After all this time, I admitted I’m not sure how to prune grapes correctly. Plus, I have rampant powdery mildew in front. In the back, where the microclimate seems to be perfect, the vines are overcrowded. Bottom line: I’d like to have a grape harvest this year, if it’s not too late.
Christ-like as ever, John said, “I’m the wrong guy to talk to,” about vine care. So consider this a research exercise.
John offered these pointers:
-Grapes need no additional summer water.
-Likewise, no fertilizer. But add lime.
“If I have a sack of lime lying around, I’ll throw it on the grapes.” Why? “Vines like lime. Sweetens the soil.”
Dolomite lime lowers the acidity or the pH level of the soil. Most Southern California soils are pH neutral, within the 6.0 to 8.0 range. Raising the alkalinity or lowering the acidity of the soil shouldn’t be a concern.
-Clean up! Keep litter off the ground under the grapes.
-Prune any low branches that touch the ground.
-Train the cane. Find 3 canes from each vine during winter/March pruning. One cane is tied to a left-running wire, one is tied to a right-running wire. The third cane is a spare in case one of the other two fail to develop.
-Combat powdery mildew. Some use a sulfur spray. Take care not to inhale the mixture, as sulfur may inflame mucous membranes.
Summer is a fine time for eliminating powdery mildew from grapes, pumpkins, squash, melons and other cucurbits. Petroleum-free products, like Neem oil, are the good choices for the task.
Neem oil is extracted from the East Indian Azadirachta indica or Neem tree. The seeds of the tree provide oil and azadirachta, a concentrated form of neem essence. Neem oil products may contain both neem seed oil and azadirachta concentrate.
Fun Facts: Neem oil is a botanical pesticide meaning it is derived from a plant.
Neem oil qualifies as an organic treatment when used for agriculture or food plants. It can be applied up to the day of harvest.
According to our friends at Wikipedia, neem oil repels a wide variety of pests including mealy bugs, aphids, cabbage worm, thrips, whiteflies, beetles, leaf miners, various moths and caterpillars. And for our purposes, it also controls black spot, anthracnose,rust and powdery mildew. Fungal pathogens all.
Neem oil is preferred (by John) over sulfur treatment. While sulfur was first used in the 1870s as a pesticide, neem oil has been used in India for hundreds of years in soap making and cosmetics.
Neem oil can knock out powdery mildew in 24 hours. More likely, one or two repeat applications at seven day intervals will follow. It’s very easy for powdery mildew to overwinter in wet soils infested with fungus, so tackling it in summer aids winter maintenance.

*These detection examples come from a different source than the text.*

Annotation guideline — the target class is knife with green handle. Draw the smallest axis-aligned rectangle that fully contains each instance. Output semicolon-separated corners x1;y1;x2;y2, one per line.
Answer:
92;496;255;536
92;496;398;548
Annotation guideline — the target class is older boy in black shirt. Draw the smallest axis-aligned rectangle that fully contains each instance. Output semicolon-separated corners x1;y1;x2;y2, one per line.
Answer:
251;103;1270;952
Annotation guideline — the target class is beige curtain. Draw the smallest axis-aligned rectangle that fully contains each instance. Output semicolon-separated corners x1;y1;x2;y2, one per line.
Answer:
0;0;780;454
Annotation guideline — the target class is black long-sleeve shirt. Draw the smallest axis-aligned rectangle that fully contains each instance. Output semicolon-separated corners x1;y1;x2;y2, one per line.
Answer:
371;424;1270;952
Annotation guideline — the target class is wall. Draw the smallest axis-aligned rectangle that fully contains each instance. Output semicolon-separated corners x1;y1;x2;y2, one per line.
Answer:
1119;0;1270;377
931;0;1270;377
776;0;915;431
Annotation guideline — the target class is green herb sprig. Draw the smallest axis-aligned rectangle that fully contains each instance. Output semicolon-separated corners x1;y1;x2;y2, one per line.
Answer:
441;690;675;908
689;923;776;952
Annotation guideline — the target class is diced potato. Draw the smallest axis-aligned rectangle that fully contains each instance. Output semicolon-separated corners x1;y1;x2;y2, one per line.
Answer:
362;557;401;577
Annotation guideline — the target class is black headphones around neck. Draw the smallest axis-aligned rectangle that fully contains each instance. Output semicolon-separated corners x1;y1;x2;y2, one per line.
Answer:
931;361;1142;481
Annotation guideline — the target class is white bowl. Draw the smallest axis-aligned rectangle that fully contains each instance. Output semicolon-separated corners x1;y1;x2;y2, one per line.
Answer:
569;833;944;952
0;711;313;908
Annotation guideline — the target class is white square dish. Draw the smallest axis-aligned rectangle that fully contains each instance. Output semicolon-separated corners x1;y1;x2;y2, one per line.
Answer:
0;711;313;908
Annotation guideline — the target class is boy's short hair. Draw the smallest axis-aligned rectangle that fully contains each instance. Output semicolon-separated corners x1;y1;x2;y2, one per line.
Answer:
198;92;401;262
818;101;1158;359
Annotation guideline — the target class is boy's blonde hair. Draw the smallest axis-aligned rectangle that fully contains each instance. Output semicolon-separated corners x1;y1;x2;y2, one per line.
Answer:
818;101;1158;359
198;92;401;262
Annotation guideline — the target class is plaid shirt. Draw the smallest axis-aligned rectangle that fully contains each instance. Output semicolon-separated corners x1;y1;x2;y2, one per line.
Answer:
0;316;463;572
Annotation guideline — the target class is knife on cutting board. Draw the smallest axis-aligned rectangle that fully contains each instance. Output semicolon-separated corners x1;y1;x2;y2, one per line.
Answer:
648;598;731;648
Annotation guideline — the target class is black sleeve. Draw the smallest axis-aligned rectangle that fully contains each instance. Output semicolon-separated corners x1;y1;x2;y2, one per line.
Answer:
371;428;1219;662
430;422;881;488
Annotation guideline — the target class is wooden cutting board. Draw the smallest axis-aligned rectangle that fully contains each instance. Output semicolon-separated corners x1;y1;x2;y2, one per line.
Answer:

Neem oil may smother about 200 species of immature soft-bodied insects on contact, and acts as a grown regulator, preventing juvenile insects from reaching the next stage of development.
Neem oil has little or no effect on adult beneficial insects.
Neem oil breaks down quickly. It lasts 100 hours in sunlight or during rain over overhead sprinkler exposure.
It works best when temperatures are between 60 and 85 degrees. Do not apply during especially hot days. Leaf burn are likely when it’s too hot. If elevated temperatures are anticipated, spray early in the morning, before sunrise, if possible. Allow product to evaporate on leaves and stems for several hours before brutal heat sets in.
Do not use when plants are stressed, either from heat or drought.
Read application label carefully, as with all pesticides and herbicides.
Buy only what you will use. In case of leftovers, dispose of unused oils. Do not store as pesticides of all stripes expire. Take extra containers to nearest haz-mat site.
Test small section of plant in advance. Check plant each day for one week; if no adverse reaction, treat remainder of plant. Continue to monitor daily.
Make sure you understand the application rate of any product used in your garden. Minimize the use of pesticides and magically, their hazards will be minimized. Store out of reach of children and pets.